Ted aimed a finger and said, “I can fuck you up.”

“Have someone smash up my expensive car? Embarrass me in front of all my esteemed colleagues? Molest my daughter?”

“Get out.”

I thought of what Brigman had said, how Ted had learned to kill with his hands, but I was surprised to feel nothing, no sweating, no quaking, no thudding heart. I’d never before felt the coldness that ran through me (though I have since then). I simply waited. But Ted didn’t move. I stood still, taking in that moment of the cracking of his facade, then went toward him again. When I was close enough to see the veins in his nose, I said, “I don’t know when she’ll be home, Ted. You never know what might come up.”

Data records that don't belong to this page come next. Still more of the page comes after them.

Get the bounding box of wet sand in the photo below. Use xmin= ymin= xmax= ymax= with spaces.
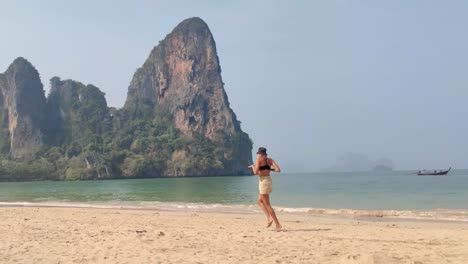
xmin=0 ymin=207 xmax=468 ymax=263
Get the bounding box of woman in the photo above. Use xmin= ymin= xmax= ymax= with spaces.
xmin=249 ymin=147 xmax=281 ymax=232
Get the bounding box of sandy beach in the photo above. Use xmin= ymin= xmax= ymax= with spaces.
xmin=0 ymin=207 xmax=468 ymax=264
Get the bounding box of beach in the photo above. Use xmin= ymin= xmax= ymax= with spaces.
xmin=0 ymin=207 xmax=468 ymax=263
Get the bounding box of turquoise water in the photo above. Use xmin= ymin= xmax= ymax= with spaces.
xmin=0 ymin=170 xmax=468 ymax=220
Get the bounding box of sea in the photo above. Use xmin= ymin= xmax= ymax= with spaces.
xmin=0 ymin=170 xmax=468 ymax=222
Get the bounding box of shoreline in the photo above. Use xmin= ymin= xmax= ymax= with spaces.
xmin=0 ymin=207 xmax=468 ymax=264
xmin=0 ymin=202 xmax=468 ymax=223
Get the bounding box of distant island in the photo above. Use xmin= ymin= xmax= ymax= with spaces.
xmin=0 ymin=17 xmax=252 ymax=181
xmin=324 ymin=152 xmax=393 ymax=172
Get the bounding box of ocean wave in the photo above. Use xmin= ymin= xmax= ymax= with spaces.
xmin=0 ymin=201 xmax=468 ymax=222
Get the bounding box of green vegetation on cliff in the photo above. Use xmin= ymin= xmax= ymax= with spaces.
xmin=0 ymin=18 xmax=252 ymax=181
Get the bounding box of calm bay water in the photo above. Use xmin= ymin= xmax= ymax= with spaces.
xmin=0 ymin=170 xmax=468 ymax=211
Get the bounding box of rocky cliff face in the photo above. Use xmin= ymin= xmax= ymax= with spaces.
xmin=125 ymin=18 xmax=252 ymax=174
xmin=0 ymin=58 xmax=46 ymax=158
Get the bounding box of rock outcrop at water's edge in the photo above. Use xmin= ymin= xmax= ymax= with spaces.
xmin=0 ymin=18 xmax=252 ymax=181
xmin=125 ymin=17 xmax=252 ymax=174
xmin=0 ymin=58 xmax=46 ymax=158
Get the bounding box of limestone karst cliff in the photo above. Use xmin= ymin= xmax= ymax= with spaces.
xmin=0 ymin=18 xmax=252 ymax=181
xmin=125 ymin=17 xmax=252 ymax=173
xmin=0 ymin=58 xmax=46 ymax=158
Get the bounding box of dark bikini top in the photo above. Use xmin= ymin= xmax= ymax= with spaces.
xmin=258 ymin=158 xmax=271 ymax=170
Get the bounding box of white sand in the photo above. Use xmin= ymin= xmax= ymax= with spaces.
xmin=0 ymin=207 xmax=468 ymax=264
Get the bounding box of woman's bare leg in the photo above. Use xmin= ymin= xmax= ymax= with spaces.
xmin=257 ymin=194 xmax=273 ymax=227
xmin=260 ymin=194 xmax=281 ymax=232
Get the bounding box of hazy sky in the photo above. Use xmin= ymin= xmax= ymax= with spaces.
xmin=0 ymin=0 xmax=468 ymax=172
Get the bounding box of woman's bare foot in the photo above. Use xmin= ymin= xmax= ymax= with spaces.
xmin=275 ymin=225 xmax=282 ymax=232
xmin=267 ymin=218 xmax=273 ymax=228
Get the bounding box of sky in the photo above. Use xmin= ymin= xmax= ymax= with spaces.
xmin=0 ymin=0 xmax=468 ymax=172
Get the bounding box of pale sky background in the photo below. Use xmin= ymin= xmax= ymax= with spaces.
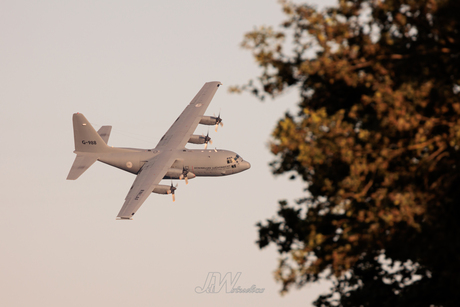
xmin=0 ymin=0 xmax=335 ymax=307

His hook jerked up toward me but stopped between us. We both looked down at it. I said, “I heard you cut your own arm off. Is that true?”

“She’s not going with you.”

“I think she is. You just don’t know where. But, oh, if you did.”

He opened his mouth but the stairs creaked and Joyce said, “That’s enough.” She came over and touched his arm and he turned and walked off a few steps toward the dining room.

“Two, three in the morning, I figure,” I said, “by the time we’re done.”

He spun back but Joyce said to him, “Go!” and then to me, “You stop it! Now! Both of you stop it!”

“Stop what, Joyce?” I said. “Do you even know?”

Ted remained in the dining room doorway.

“Hey,” I said, “I know. How about if I make you guys a videotape? That’ll give you a good idea. You might even learn something from it.”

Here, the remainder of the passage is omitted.